La partita di Trapani fu entusiasmante dal primo all’ultimo minuto: dopo soli 5 minuti già un rigore per il Trapani (parato) e uno per il Siracua (segnato), poi tantissime occasioni tra due squadre che si affrontarono a viso aperto. Tra rigori, espulsioni, parate miracolose e scontri duri, gli azzurri espugnarono Trapani per 2-1, riaprendo il campionato e distruggendo il morale dei granata che prima si fecero superare dallo Spezia (che vinse il campionato) e poi persero anche i play off.
Il Siracusa a tornare realmente nella lotta per la vittoria del campionato non ci riuscì mai, ma conquistò un importante terzo posto, che sarebbe stato primo senza i 5 punti di penalizzazione. Al posto della promozione diretta derivante dalla vittoria del campionato, gli azzurri si trovarono a disputare i play off. La semifinale fu contro la temibilissima Virtus Lanciano, incontrata nelle ultime giornate di campionato e battuta per 1-0.
In Abruzzo il Siracusa cadde per 1-0, ma 7 giorni dopo sarebbe bastato vincere con qualsiasi risultato per passare il turno e giocarsi la finale. La partita di ritorno iniziò male, col vantaggio dei rossoneri, ma gli azzurri ebbero la forza e il carattere per pareggiare e portarsi in vantaggio. Al 63’ però il Lanciano pareggiò con una punizione di Mammarella, corteggiatissimo dal Siracusa in estate, un affare che non andò in porto solo per questioni economiche e che pagammo ancora più caro a fine campionato.

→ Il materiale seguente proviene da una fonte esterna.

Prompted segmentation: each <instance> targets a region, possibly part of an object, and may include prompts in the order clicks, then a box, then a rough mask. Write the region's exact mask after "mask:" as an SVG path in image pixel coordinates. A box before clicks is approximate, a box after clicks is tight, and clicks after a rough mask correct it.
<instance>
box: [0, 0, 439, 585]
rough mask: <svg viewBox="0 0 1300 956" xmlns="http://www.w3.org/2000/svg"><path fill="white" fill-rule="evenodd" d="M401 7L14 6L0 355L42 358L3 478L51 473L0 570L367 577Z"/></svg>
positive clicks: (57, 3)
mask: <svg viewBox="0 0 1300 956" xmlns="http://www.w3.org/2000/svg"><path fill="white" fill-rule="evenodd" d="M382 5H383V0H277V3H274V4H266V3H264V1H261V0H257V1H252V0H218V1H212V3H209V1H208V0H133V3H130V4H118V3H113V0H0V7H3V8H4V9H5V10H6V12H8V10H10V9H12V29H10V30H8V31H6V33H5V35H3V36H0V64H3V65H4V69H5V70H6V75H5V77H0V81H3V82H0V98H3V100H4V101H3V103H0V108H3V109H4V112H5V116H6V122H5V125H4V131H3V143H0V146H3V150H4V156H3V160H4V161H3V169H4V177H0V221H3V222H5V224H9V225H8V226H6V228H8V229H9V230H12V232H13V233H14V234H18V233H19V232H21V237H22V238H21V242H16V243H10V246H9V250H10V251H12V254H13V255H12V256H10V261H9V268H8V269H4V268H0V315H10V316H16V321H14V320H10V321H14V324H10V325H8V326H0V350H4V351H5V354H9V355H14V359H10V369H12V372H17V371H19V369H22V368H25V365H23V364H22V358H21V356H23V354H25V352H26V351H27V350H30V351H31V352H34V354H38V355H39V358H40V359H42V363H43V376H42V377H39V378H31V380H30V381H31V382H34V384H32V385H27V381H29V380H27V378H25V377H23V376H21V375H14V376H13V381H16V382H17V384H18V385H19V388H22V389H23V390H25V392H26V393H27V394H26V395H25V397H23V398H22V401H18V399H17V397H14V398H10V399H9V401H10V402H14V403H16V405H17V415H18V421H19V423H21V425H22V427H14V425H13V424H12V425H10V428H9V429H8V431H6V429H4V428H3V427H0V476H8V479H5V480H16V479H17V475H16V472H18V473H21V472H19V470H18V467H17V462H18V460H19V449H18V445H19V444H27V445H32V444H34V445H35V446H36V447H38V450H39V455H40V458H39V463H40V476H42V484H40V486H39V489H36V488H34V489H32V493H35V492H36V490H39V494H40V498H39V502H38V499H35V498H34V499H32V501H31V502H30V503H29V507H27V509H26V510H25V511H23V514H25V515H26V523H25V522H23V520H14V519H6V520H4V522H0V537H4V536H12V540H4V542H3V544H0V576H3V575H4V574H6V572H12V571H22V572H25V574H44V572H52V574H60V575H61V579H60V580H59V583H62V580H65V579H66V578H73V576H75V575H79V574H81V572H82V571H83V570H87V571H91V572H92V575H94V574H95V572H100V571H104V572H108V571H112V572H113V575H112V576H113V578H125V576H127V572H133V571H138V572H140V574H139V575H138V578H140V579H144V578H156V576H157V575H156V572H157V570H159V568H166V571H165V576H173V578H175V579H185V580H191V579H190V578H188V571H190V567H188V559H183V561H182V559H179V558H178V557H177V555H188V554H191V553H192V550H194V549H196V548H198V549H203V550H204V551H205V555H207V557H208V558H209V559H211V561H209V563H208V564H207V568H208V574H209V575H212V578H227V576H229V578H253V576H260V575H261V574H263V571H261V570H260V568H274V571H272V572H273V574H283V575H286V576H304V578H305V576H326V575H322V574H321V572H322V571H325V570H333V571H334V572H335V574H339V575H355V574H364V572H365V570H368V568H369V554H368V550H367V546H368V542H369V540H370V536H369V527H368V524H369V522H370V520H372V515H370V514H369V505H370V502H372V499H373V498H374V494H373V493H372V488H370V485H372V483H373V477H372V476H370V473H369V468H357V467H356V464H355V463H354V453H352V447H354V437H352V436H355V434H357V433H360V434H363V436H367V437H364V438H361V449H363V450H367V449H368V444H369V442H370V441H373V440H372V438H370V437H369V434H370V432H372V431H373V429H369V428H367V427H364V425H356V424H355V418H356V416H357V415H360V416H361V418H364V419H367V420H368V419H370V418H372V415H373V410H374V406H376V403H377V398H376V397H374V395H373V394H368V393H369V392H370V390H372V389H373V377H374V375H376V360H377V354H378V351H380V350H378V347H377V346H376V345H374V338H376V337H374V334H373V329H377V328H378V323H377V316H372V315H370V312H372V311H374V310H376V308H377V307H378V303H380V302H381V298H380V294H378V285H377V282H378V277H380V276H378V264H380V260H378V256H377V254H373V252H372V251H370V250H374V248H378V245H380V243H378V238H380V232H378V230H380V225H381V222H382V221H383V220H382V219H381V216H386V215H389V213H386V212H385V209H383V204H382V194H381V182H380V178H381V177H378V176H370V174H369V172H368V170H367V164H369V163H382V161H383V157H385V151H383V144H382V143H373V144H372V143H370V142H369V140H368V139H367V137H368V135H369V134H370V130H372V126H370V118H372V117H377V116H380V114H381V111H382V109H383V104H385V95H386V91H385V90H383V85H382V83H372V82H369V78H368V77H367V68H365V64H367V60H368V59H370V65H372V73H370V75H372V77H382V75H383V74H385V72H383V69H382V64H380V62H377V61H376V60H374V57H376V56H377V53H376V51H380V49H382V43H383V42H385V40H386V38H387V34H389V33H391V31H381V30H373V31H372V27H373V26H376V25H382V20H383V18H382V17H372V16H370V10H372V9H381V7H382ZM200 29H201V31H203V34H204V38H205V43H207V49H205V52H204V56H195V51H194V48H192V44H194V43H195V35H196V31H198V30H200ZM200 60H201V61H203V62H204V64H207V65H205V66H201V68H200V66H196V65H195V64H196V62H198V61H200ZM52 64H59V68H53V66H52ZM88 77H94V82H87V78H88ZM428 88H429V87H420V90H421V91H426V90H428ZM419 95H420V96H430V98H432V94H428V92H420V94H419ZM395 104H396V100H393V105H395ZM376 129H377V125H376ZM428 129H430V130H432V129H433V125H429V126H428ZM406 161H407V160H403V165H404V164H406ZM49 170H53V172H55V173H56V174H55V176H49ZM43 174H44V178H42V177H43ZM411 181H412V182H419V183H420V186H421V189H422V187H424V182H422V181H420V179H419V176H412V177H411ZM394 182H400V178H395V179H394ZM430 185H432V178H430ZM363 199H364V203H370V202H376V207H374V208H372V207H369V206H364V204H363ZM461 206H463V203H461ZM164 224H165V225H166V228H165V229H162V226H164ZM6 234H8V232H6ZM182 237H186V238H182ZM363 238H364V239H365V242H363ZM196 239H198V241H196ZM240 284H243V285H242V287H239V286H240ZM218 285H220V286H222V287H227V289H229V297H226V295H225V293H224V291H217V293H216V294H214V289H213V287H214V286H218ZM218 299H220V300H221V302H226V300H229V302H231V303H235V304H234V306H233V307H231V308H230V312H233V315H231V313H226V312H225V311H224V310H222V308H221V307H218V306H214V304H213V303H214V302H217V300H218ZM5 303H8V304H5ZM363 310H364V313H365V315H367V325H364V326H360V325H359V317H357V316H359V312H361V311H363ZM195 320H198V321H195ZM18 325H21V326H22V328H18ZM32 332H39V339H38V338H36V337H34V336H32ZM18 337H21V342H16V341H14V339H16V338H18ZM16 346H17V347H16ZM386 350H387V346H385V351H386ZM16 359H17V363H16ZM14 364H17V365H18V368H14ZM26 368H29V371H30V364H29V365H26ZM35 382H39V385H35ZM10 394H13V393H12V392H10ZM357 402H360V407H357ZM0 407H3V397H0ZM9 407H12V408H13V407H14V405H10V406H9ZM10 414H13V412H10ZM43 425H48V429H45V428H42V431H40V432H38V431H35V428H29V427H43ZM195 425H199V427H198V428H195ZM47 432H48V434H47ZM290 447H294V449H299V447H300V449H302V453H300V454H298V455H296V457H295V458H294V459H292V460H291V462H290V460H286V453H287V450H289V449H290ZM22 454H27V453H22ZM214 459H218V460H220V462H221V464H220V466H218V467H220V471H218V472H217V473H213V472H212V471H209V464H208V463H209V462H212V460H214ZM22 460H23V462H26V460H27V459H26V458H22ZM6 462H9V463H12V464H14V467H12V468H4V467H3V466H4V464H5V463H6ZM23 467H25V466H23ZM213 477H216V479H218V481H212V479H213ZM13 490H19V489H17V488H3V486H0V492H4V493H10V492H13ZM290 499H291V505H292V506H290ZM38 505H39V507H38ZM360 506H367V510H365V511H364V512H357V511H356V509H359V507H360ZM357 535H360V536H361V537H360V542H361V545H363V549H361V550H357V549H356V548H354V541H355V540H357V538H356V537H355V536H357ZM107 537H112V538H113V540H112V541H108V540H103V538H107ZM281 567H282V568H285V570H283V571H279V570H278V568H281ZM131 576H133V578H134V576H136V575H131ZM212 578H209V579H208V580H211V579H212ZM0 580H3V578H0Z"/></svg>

In estate calò come una mannaia l’esito che più o meno tutti si aspettavano: la radiazione. Tutti quei punti di penalizzazione non sarebbero arrivati se la società fosse stata solida come il presidente aveva ripetuto tutta la stagione. E se a gennaio anziché vendere qualcuno e risanare le finanze si provò ad acquistare ancora, ma la promozione in serie B non arrivò, ecco che il destino fu inevitabile.
A Siracusa abbiamo già vissuto un miracolo, il 30 agosto del 1953 (proprio l’estate da cui manchiamo dalla serie B), quando pianse la Madonnina, chiederne un altro per motivi banali come il calcio sarebbe stato inopportuno e blasfemo. Nell’estate del 2012 a piangere furono i tifosi del Siracusa, da quegli stessi occhi che per una stagione intera si erano spalancati a vedere le gesta incredibili di una grandissima squadra, di grandissimi calciatori. Su tutti, Mancosu e Coda furono quelli ad avere le carriere più brillanti, approdando in serie A. Per il Leone, invece, finito il ruggito, come il canto del cigno, iniziava un nuovo e più bruciante oblio.
Tra il disinteresse generale della classe politica e imprenditoriale, fu lo stesso popolo aretuseo ad organizzarsi per iscrivere una nuova società al gradino più basso del calcio italiano, per provare la scalata e dimostrare che anche in ginocchio, Siracusa non muore mai!